L’amministrazione comunale di Gambettola intende così far fronte alla situazione di abbandono in cui versa da alcuni anni l’immobile di via Soprarigossa, appartenuto ai nonni del regista Federico Fellini

Dopo la sistemazione dell’area cortilizia e la posa della recinzione, adesso si passa alla progettazione del recupero dell’immobile e alla definizione di un suo utilizzo futuro. L’amministrazione comunale di Gambettola intende così far fronte alla situazione di abbandono in cui versa da alcuni anni l’immobile di via Soprarigossa, appartenuto ai nonni del regista Federico Fellini. "Dopo aver messo in sicurezza e ristabilito le condizioni minime di decoro dell’area antistante l’immobile di proprietà comunale - spiega il sindaco Roberto Sanulli - abbiamo deciso di passare alla seconda fase, definire un progetto di recupero e valorizzazione della casa in cui il famoso regista, da bambino, trascorreva le vacanze estive. Abbiamo bandito la gara per individuare lo studio che progetterà il recupero dell’immobile, gara che si è aggiudicata lo studio "La primastanza" di Montiano".

“L’incarico che abbiamo assegnato ai progettisti - continua il primo cittadino - prevede, oltre alla redazione del progetto di recupero, anche l’indicazione di alcune ipotesi di riutilizzo dell’immobile, che rappresenta un patrimonio che può assumere una valenza fondamentale nel connotare il rapporto tra il nostro paese, Gambettola, e la biografia e cinematografia felliniana. Sono convinto che il recupero dell’immobile e la sua utilizzazione contribuirà a dare impulso alla valorizzazione della nostra città, anche in considerazione della destinazione dell’immobile e delle relative modalità di gestione che dovranno essere improntate a raggiungere la piena autonomia dell’attività da realizzare al suo interno. Per questo occorrerà definire un progetto pubblico-privato, che sia sostenibile economicamente, che sia attrattivo per i privati e ne definisca le modalità di coinvolgimento”.
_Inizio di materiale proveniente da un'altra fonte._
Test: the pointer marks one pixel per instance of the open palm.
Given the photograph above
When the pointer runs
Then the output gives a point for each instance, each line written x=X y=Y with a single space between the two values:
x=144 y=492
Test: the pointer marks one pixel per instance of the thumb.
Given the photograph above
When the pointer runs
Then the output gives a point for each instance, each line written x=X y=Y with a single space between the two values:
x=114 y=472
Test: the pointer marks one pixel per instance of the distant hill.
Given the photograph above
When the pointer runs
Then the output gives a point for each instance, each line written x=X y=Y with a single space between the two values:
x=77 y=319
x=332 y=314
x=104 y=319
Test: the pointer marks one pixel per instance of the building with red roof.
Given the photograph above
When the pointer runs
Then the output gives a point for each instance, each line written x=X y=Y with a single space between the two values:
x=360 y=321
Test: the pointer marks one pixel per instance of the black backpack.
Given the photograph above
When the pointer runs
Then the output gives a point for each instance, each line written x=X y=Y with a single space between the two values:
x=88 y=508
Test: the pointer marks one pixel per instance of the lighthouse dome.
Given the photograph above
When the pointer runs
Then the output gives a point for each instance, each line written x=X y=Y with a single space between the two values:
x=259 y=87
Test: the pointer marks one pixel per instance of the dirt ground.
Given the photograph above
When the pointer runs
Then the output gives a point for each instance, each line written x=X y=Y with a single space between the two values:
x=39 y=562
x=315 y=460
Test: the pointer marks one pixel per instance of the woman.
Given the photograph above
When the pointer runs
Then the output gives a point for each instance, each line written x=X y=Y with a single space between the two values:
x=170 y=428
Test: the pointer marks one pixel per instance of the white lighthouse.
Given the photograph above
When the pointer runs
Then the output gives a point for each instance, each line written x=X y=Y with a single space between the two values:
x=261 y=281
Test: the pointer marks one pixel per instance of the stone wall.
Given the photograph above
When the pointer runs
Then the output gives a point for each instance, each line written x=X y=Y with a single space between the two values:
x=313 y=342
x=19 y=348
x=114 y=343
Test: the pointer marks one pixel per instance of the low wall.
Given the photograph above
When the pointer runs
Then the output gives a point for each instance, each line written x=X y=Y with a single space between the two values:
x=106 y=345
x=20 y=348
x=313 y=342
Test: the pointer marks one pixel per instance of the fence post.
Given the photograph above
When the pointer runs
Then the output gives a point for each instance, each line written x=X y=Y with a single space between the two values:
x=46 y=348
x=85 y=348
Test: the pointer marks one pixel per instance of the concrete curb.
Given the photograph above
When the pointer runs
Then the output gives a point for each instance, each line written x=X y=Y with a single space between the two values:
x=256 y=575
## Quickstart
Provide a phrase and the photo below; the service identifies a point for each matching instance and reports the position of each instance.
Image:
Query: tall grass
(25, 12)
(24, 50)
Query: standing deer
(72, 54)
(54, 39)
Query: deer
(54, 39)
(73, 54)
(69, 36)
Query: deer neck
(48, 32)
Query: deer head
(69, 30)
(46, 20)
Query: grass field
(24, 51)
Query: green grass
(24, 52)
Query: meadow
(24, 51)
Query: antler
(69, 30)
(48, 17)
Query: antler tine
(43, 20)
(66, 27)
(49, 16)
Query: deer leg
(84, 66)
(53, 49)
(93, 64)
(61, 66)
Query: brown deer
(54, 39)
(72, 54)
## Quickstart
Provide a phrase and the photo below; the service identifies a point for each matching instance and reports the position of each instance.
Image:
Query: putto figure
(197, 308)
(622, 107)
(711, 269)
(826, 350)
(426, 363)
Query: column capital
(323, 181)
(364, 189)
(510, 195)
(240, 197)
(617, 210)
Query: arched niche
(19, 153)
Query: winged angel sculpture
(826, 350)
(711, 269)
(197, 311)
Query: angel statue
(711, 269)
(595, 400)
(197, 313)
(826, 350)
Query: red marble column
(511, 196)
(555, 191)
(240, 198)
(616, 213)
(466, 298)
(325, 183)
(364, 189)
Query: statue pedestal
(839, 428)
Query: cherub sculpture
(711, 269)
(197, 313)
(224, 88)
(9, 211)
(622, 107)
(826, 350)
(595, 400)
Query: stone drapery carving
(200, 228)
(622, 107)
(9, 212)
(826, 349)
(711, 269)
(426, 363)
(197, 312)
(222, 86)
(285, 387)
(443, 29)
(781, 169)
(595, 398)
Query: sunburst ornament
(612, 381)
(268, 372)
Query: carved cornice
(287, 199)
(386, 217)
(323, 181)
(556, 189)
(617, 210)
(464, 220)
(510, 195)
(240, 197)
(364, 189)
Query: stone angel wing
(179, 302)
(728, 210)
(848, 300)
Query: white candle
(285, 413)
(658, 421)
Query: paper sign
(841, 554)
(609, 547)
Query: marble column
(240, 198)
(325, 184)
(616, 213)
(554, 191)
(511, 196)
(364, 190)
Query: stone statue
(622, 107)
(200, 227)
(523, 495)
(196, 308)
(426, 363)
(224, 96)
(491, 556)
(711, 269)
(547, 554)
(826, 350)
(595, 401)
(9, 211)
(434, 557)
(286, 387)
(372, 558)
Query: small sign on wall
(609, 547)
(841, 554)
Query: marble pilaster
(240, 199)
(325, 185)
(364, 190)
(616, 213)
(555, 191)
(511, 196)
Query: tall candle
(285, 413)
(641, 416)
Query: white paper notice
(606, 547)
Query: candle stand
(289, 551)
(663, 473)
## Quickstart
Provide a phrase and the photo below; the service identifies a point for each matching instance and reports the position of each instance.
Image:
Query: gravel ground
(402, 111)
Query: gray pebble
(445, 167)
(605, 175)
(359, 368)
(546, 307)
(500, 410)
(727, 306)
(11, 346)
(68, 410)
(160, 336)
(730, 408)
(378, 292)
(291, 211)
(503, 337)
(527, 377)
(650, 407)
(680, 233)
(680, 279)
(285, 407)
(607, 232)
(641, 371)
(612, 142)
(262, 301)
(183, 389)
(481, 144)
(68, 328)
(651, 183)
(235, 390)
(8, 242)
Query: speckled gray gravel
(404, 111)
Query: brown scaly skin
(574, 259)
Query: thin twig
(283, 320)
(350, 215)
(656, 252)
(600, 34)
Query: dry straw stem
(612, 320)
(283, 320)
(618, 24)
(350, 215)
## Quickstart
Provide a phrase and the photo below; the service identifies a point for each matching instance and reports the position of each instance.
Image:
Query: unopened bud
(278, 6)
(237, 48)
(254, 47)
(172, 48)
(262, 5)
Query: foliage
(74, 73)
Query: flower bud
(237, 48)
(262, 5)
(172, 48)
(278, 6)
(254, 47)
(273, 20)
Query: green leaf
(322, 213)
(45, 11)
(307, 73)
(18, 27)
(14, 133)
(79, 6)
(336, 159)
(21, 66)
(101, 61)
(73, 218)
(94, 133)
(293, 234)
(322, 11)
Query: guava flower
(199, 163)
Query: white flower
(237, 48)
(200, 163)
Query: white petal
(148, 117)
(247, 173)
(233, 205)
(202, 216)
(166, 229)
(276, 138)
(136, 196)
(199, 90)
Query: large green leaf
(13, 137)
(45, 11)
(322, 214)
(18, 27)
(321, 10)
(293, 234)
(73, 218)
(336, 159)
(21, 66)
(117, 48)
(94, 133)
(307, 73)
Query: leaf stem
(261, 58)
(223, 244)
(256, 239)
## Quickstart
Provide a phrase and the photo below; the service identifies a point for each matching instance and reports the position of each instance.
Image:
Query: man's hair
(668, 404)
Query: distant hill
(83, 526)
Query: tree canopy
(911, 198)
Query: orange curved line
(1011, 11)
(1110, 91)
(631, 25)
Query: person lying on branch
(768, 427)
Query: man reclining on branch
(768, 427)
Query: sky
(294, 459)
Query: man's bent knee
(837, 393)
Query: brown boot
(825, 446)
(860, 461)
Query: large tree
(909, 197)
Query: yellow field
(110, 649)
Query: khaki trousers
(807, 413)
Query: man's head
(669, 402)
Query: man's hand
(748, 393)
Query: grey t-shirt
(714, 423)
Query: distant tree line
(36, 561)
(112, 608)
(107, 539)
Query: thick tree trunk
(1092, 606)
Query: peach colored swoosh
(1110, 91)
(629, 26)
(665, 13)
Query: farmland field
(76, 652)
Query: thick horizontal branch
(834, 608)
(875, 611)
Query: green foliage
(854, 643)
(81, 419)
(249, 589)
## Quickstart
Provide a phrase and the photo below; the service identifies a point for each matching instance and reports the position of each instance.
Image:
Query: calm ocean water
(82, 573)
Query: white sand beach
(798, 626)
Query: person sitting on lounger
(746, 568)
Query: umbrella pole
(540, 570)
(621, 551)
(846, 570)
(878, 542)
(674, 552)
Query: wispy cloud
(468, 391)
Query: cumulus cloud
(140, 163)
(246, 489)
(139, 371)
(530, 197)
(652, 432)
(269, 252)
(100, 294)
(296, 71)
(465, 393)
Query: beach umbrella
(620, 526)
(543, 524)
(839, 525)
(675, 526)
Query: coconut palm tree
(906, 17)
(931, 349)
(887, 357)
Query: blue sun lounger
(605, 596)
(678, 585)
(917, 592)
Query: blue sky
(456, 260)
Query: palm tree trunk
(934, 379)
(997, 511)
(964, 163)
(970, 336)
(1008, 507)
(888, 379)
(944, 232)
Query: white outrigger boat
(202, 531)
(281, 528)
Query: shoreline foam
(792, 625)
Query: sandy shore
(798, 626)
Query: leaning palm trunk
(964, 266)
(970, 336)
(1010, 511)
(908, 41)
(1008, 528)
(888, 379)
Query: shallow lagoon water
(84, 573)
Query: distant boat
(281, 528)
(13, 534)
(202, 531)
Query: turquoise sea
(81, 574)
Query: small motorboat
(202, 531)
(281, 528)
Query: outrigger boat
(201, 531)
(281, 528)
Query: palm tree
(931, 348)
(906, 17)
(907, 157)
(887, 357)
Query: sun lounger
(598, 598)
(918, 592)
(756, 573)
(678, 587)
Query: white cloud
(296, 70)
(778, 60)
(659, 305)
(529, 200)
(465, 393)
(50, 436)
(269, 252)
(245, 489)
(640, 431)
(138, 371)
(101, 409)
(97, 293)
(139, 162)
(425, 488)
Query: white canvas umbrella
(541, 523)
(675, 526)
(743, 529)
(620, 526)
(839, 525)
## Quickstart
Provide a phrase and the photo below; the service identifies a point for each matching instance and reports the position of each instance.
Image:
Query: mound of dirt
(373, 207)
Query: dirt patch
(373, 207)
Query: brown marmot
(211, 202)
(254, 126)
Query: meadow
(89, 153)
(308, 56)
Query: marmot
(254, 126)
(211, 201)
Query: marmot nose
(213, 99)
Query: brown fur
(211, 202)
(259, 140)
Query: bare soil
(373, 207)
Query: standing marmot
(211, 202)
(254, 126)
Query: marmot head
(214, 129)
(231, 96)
“L’obiettivo - conclude Sanulli - è quello di concludere il lavoro nell’arco di alcuni mesi; abbiamo messo a disposizione dei progettisti un gruppo di lavoro aperto al contributo di quei gambettolesi che vorranno fornire suggerimenti e indicazioni, gruppo che fungerà da stimolo e supporto di idee. Intendiamo dotarci di un progetto concreto e sostenibile, in grado intercettare risorse non solo di privati, ma anche da possibili finanziamenti della Regione Emilia-Romagna e/o fondi europei, per sopperire alle scarse risorse di cui può disporre un piccolo comune come il nostro a fronte di un investimento importante che richiede un bene pubblico come Casa Fellini. Sono fiducioso, sicuro che insieme, progettisti e gruppo di lavoro sapranno combinare suggestioni e concretezza e delineare un futuro per la casa che ha visto crescere e formarsi uno dei più grandi registi che il mondo ci invidia”.